In addition to the main mode, there's a separate challenge mode that gives you a few extra tasks to perform. One has you launching through scoring rings in an attempt to get as many points as possible. Another puts a bunch of constantly narrowing gates on the course that you have to drive through to continue the challenge. The smash event is probably the most satisfying. It lets you drive anywhere as you chase down other trucks and attempt to slam them. Like the main mode, the challenge mode has more waiting when you clear the stages. But the core action is the same regardless of the mode, and additional difficulties don't add much to the game. There's a multiplayer mode, but it's limited to a two-player split-screen. Four-player, obviously, would have been more interesting, but given that the Wii does have some sort of online capabilities, it's disappointing that you can't take Excite Truck onto the Internet and find more competition there.

You can, and probably will, finish the game's main difficulty in around four hours. How much more you get out of it depends on how much repetition you can handle.
The visuals in Excite Truck aren't very pretty up close. The road textures are poorly defined, and the truck models are decent without really standing out.

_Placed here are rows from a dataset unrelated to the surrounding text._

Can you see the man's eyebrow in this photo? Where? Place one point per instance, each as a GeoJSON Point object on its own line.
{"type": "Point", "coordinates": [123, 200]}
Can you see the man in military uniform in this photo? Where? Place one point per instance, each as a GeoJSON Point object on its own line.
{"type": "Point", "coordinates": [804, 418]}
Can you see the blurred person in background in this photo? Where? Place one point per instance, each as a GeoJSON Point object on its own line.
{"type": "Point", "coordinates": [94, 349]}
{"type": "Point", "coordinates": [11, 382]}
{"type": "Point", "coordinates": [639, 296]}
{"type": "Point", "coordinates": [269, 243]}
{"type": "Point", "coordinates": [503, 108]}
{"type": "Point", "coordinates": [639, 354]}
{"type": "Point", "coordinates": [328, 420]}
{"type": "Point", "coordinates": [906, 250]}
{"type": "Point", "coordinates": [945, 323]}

Additionally, when you're playing at 480p resolution, the game actually looks a little worse. Everything gets too sharp, making jagged edges really stick out and causing some weird horizontal banding to show up on smoke and a few other objects. What this game does have, though, is a great sense of speed. You'll be moving at a breakneck pace throughout most of this game, and it runs smoothly, which is nice. The truck audio is OK, and the tinny Wii remote speaker is used here and there, most notably for an explosion noise when you overheat your truck. There's also a nice wind effect, where the music fades out when you catch a particularly mammoth amount of air. The game's music is an avalanche of cheesy guitar rock and generic funk, like someone locked G.E. Smith into a room and told him to overplay his guitar for a few hours. Once the soundtrack drives you mental, you'll be happy to know that Excite Truck lets you put MP3 files onto an SD card and use those for the soundtrack.
Excite Truck's control and speed give it a good amount of potential, but there just isn't enough of a game here to keep you excited for very long. Ultimately, it feels more like a tech demo than a full-fledged game.